Com o entusiasmo da ideia, colocaram-se logo as necessidades inerentes: Por um lado uma instalação  condigna onde funcionaria a redacção e os meios e equipamentos para elaborar e imprimir o jornal. Quanto ao local resolveu-se facilmente pois a redacção ocupou uma casa então devoluta, localizada no largo de Casaldaça, propriedade do avô de Rui Giro, o Sr. Domingos Azevedo, que assim apoiou a iniciativa.

Quanto ao equipamento necessário, numa altura em que os computadores davam os primeiros passos e eram um luxo, a coisa resolveu-se com uma simples máquina de escrever mecânica e um duplicador para a impressão, ambos emprestados pelo Sr. Domingos da Conceição Lopes, do lugar da Gândara, que foi desse modo e desde a primeira hora um dos grandes apoiantes da iniciativa. Sem esses dois apoios, curiosamente de dois Domingos, teria sido difícil fazer singrar a ideia dos jovens.
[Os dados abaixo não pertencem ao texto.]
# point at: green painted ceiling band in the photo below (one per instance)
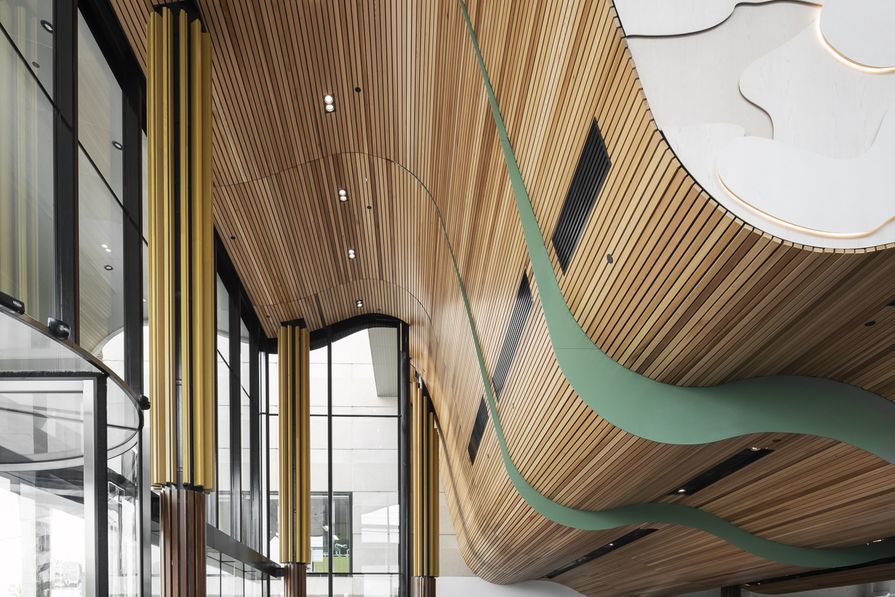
(687, 415)
(674, 414)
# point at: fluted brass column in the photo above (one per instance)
(293, 347)
(181, 291)
(424, 494)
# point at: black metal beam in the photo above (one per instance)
(65, 162)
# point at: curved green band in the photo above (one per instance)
(674, 414)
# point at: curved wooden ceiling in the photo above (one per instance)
(692, 296)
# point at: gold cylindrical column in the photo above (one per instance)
(293, 346)
(424, 491)
(181, 291)
(181, 251)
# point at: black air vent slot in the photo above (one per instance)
(478, 429)
(602, 551)
(593, 167)
(518, 317)
(738, 461)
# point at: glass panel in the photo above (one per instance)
(29, 23)
(365, 463)
(365, 373)
(42, 532)
(320, 487)
(100, 115)
(124, 547)
(378, 585)
(248, 519)
(223, 461)
(273, 383)
(319, 391)
(27, 260)
(101, 259)
(223, 321)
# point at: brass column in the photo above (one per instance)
(424, 494)
(293, 347)
(181, 291)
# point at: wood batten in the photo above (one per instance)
(424, 490)
(293, 346)
(182, 538)
(181, 254)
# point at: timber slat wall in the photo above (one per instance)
(692, 295)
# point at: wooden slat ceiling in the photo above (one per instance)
(692, 296)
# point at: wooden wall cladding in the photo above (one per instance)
(692, 296)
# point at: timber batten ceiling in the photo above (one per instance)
(692, 295)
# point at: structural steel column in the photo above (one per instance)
(181, 291)
(293, 347)
(424, 494)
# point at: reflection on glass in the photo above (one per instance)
(379, 585)
(101, 259)
(27, 261)
(100, 115)
(223, 320)
(223, 460)
(25, 21)
(365, 373)
(365, 464)
(124, 547)
(319, 391)
(42, 533)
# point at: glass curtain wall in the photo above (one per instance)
(27, 239)
(355, 498)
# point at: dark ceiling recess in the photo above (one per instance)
(602, 551)
(737, 462)
(590, 173)
(478, 429)
(521, 310)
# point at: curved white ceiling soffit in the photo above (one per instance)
(777, 110)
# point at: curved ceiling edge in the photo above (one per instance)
(686, 415)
Vista da casa onde funcionou a sede do jornal "O Mês de Guisande" - Largo de Casaldaça

Um duplicador, embora com o mesmo objectivo de uma fotocopiadora, na realidade era um elemento de impressão, com um sistema rotativo, já que obrigava à utilização de uma matriz ou molde com o original, em concreto uma película chamada stencil. Este stencil era constituído por um papel especial o qual introduzido na máquina de escrever permitia ser parcialmente perfurado pelos caracteres metálicos, o que depois de encaixado no duplicador permitia passar a tinta pelos orifícios e assim obter uma cópia. Para além do texto, com algum cuidado e engenho, utilizando estiletes metálicos era possível também gravar alguns desenhos, mesmo que pouco elaborados, sob pena de danificar o stencil.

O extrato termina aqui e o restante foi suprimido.